Thanks to Bijan Parsia for pointing me to SWI-Prolog's DWIM algo.
"""
def dwim_match(s1, s2, degree=1): #passing a degree arg sounds nice, but is
#probably dumb... the rest of the code will
#break if degree != 1... needs to be reworked
#the easy, obvious case
if s1 == s2:
return True
#covers these cases:
# - one character of diff
# - one character inserted/deleted
if ld(s1, s2) == degree:
return True
#transposition is trickier since it's ld == 2; so, maybe:
if ld(s1, s2) == 2:
if len(s1) == len(s2):
return True #this fails on "pat" and "atp"
#the two subword cases: diff gluings; transp'd adjacents
w1 = split_words(s1)
w2 = split_words(s2)
if w1 and w2: #diff gluings
if len(w1) == len(w2):
if Set(map(lambda s: s.lower(), w1)) == Set(map(lambda s: s.lower(), w2)):
return True #this may cover both subword cases!?

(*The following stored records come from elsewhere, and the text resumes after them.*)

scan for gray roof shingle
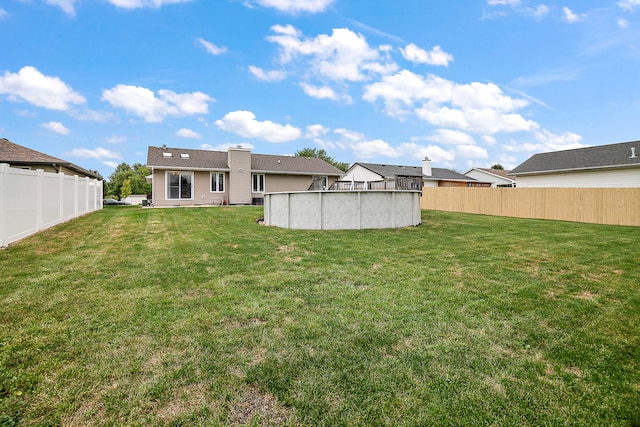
[356,162,475,181]
[147,146,343,176]
[0,138,102,180]
[511,141,640,176]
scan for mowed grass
[0,207,640,426]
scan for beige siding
[227,148,252,205]
[420,188,640,226]
[152,170,229,206]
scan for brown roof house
[0,138,103,180]
[511,141,640,188]
[465,168,516,188]
[147,146,343,206]
[340,158,490,190]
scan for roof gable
[0,138,69,164]
[147,146,343,176]
[354,163,475,181]
[467,168,516,181]
[511,141,640,175]
[0,138,102,179]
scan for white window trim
[251,173,267,193]
[164,171,195,201]
[209,172,227,194]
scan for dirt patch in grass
[155,383,216,423]
[575,291,596,301]
[229,387,293,426]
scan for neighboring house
[0,138,103,181]
[340,158,490,190]
[465,168,516,188]
[511,141,640,188]
[122,194,147,205]
[147,146,343,206]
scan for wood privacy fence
[420,188,640,226]
[0,163,102,247]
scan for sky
[0,0,640,178]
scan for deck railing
[309,177,422,191]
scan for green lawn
[0,207,640,426]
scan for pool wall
[264,190,421,230]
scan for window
[312,176,328,190]
[253,174,264,193]
[211,172,224,193]
[167,172,193,200]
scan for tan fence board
[420,187,640,226]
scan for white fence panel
[0,164,102,247]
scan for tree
[104,162,151,199]
[294,148,349,172]
[120,179,131,200]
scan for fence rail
[420,188,640,226]
[0,163,102,247]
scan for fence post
[0,163,9,248]
[58,172,64,222]
[84,176,91,213]
[36,169,44,231]
[73,175,80,218]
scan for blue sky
[0,0,640,177]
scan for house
[340,158,490,189]
[511,141,640,188]
[147,146,343,206]
[0,138,103,181]
[465,168,516,188]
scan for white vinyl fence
[0,163,102,247]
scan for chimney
[422,157,431,176]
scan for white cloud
[104,135,127,144]
[363,70,539,135]
[456,144,489,159]
[64,147,122,161]
[45,0,78,16]
[304,124,331,139]
[197,38,227,55]
[0,66,86,111]
[257,0,335,14]
[562,6,582,24]
[300,83,353,103]
[41,122,71,136]
[487,0,520,6]
[504,129,586,152]
[267,25,396,81]
[216,110,302,142]
[102,84,215,123]
[425,129,474,145]
[200,142,255,151]
[249,65,287,82]
[617,0,640,12]
[325,128,456,162]
[109,0,191,9]
[400,43,453,67]
[529,4,549,19]
[176,128,202,139]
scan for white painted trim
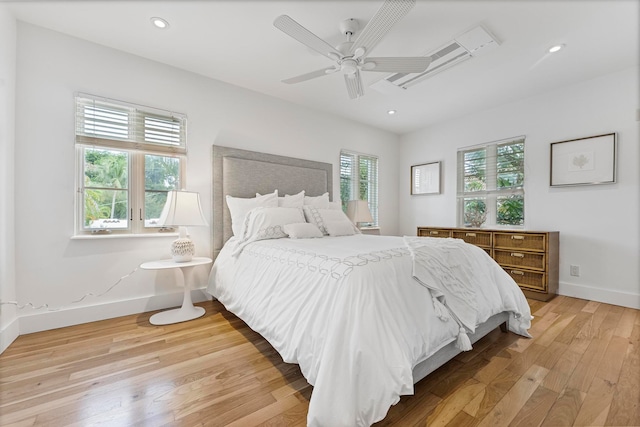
[19,288,212,335]
[0,318,20,354]
[558,282,640,310]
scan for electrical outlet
[569,265,580,277]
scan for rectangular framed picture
[549,133,617,187]
[411,162,440,195]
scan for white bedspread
[208,235,530,427]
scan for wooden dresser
[418,227,560,301]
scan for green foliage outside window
[144,154,180,225]
[84,148,129,227]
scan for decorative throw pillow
[226,190,278,237]
[256,190,304,208]
[324,221,356,237]
[303,206,360,235]
[304,193,329,209]
[242,207,304,243]
[282,222,322,239]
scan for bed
[207,146,531,427]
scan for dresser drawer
[452,230,491,248]
[493,249,546,271]
[502,266,547,292]
[493,232,546,252]
[418,228,451,237]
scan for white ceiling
[5,0,640,134]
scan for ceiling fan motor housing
[338,18,360,37]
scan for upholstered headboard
[211,145,333,258]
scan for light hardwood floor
[0,297,640,427]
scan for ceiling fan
[273,0,431,99]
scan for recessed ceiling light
[548,44,565,53]
[151,16,169,30]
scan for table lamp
[158,190,209,262]
[347,200,373,228]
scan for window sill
[71,232,179,240]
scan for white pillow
[304,193,329,209]
[303,206,360,236]
[329,201,342,211]
[324,221,356,237]
[242,207,304,243]
[256,190,304,208]
[282,222,322,239]
[226,190,278,237]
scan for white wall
[15,23,398,333]
[398,67,640,308]
[0,4,18,353]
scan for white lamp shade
[347,200,373,224]
[158,190,209,227]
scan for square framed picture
[549,133,617,187]
[411,162,441,195]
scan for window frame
[74,93,187,237]
[456,135,526,229]
[338,149,380,228]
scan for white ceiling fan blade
[344,71,364,99]
[273,15,342,61]
[362,56,431,73]
[350,0,416,53]
[282,67,339,84]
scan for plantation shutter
[76,94,187,154]
[359,155,378,224]
[340,151,378,226]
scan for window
[458,136,525,231]
[76,94,186,234]
[340,151,378,227]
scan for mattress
[207,235,531,427]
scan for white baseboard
[558,282,640,310]
[18,288,212,335]
[0,318,20,354]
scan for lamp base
[171,237,196,262]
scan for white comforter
[208,235,531,427]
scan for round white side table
[140,257,212,325]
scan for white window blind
[340,150,378,227]
[457,136,525,226]
[75,94,187,235]
[76,94,187,154]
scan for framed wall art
[411,162,441,195]
[549,133,617,187]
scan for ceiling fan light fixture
[151,16,169,30]
[547,43,566,53]
[341,59,358,76]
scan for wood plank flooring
[0,297,640,427]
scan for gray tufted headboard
[211,145,333,259]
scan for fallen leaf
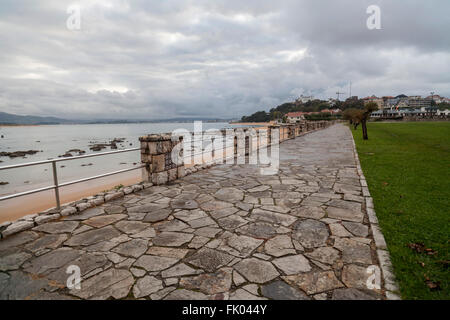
[408,242,437,255]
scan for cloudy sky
[0,0,450,119]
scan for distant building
[286,112,308,123]
[426,94,450,103]
[295,95,314,103]
[408,96,431,109]
[320,108,341,114]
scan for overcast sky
[0,0,450,119]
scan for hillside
[0,112,73,125]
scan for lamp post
[430,91,434,116]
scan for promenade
[0,124,386,300]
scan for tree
[361,102,378,140]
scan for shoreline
[229,122,272,126]
[0,170,142,223]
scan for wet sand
[0,170,142,223]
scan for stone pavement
[0,125,385,300]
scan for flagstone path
[0,124,385,300]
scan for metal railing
[0,148,145,209]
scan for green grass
[352,122,450,300]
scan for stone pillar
[139,134,185,185]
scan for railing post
[52,161,61,210]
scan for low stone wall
[139,121,335,185]
[0,121,335,239]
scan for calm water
[0,123,243,195]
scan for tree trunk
[361,120,369,140]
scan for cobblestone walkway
[0,125,384,300]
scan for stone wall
[0,121,336,239]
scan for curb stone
[352,134,401,300]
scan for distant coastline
[0,112,233,127]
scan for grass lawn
[352,122,450,299]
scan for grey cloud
[0,0,450,119]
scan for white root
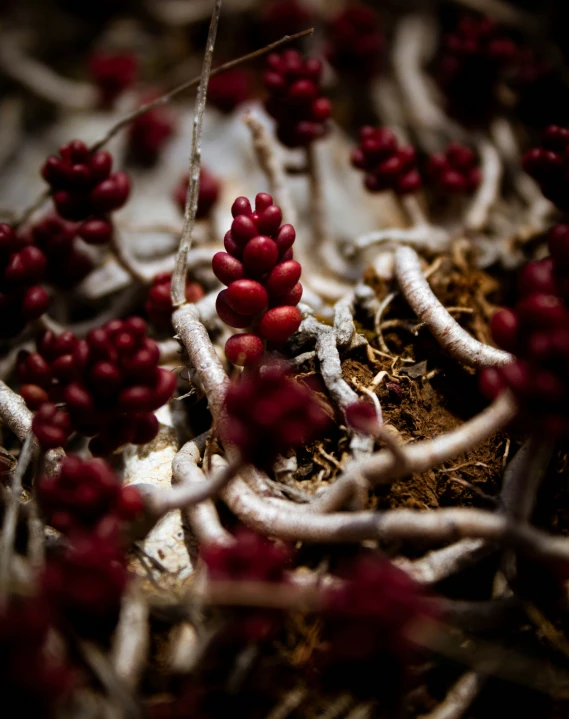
[421,672,484,719]
[465,140,503,232]
[395,247,513,367]
[349,225,450,252]
[172,0,222,307]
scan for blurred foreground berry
[89,51,138,107]
[212,192,302,366]
[0,223,49,339]
[264,50,332,147]
[174,167,221,220]
[523,125,569,211]
[0,597,74,719]
[351,126,422,195]
[427,142,482,195]
[38,456,143,534]
[326,4,385,82]
[481,231,569,436]
[222,362,329,468]
[144,272,204,329]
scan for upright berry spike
[212,192,302,366]
[264,50,332,147]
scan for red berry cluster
[0,223,49,338]
[481,225,569,436]
[523,125,569,211]
[427,142,481,195]
[212,192,302,366]
[207,67,253,115]
[89,52,138,107]
[144,272,204,328]
[322,554,433,664]
[201,527,292,582]
[437,16,518,123]
[202,527,292,642]
[18,317,176,455]
[128,95,176,165]
[174,167,221,220]
[326,5,385,81]
[0,597,73,718]
[42,519,128,640]
[41,140,130,245]
[23,213,93,289]
[222,363,329,468]
[351,126,422,195]
[264,50,332,147]
[37,456,144,534]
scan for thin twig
[171,0,222,307]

#for now, let's say it does....
#give up
return False
def split_words(s, other=False):
# we consider 4 word separator cases:
# "_", "-", "+", camelCase; short of running through a dictionary, I don't
# know how to do the no separator case: foobar...
if "_" in s: sep = "_"
if "-" in s: sep = "-"
if "+" in s: sep = "+"
if other and other in s:
sep = other
try:
if sep:
return s.split(sep)
except UnboundLocalError:
return case_splitter(s)
def case_splitter(s):
pattern = re.compile(r"""([A-Z][a-z]*)""")
def nullp(str):
if str != "": return True
else: return False
return filter(nullp, pattern.split(s))
def ld(a, b): #stolen from m.l. hetland
n, m = len(a), len(b)
if n > m:
# Make sure n <= m, to use O(min(n,m)) space
a,b = b,a
n,m = m,n
current = xrange(n+1)
for i in xrange(1,m+1):
previous, current = current, [i]+[0] * m
for j in xrange(1, n+1):
add, delete = previous[j] + 1, current[j-1] + 1
change = previous[j-1]
if a[j-1] != b[i-1]:
change +=1
current[j] = min(add, delete, change)
return current[n]
if __name__ == "__main__":
s1 = s2 = "foobar"
print "Testing: %s, %s" % (s1, s2)
print dwim_match(s1, s2)
s1 = "spy"; s2 = "spu"
print "Testing: %s, %s" % (s1, s2)
print dwim_match(s1, s2)
s1 = "debug"; s2 = "deug"
print "Testing: %s, %s" % (s1, s2)
print dwim_match(s1, s2)
s1 = "file_exists"; s2 = "file-exists"
print "Testing: %s, %s" % (s1, s2)
print dwim_match(s1, s2)
s1 = "file+exists"; s2 = "file-exists"
print "Testing: %s, %s" % (s1, s2)
print dwim_match(s1, s2)
s1 = "Bartles"; s2 = "bartles"
print "Testing: %s, %s" % (s1, s2)
print dwim_match(s1, s2)
s1 = "fileExists"; s2 = "existsFile"
print "Testing: %s, %s" % (s1, s2)
print dwim_match(s1, s2)
s1 = "bartles"; s2 = "james"
print "Testing: %s, %s" % (s1, s2)
print dwim_match(s1, s2)
|
This is useful for loosely matching user input against known good values, for example. It catches many simple input errors, including misspellings, different multiword gluing approaches, transpositions, etc.
It uses Magnus Lie Hetland's Levenshtein Distance implementation (with slight updatings). There is an issue with character transpositions; there's an obvious, brute force way of handling them, but I wanted something a bit more elegant, and I haven't really found it yet. Help appreciated.
How about using difflib?
I used this very successfully to match contact details with existing contacts in a contact database with the typical spelling errors, punctuation and spacing discrepancies associated with this type of data.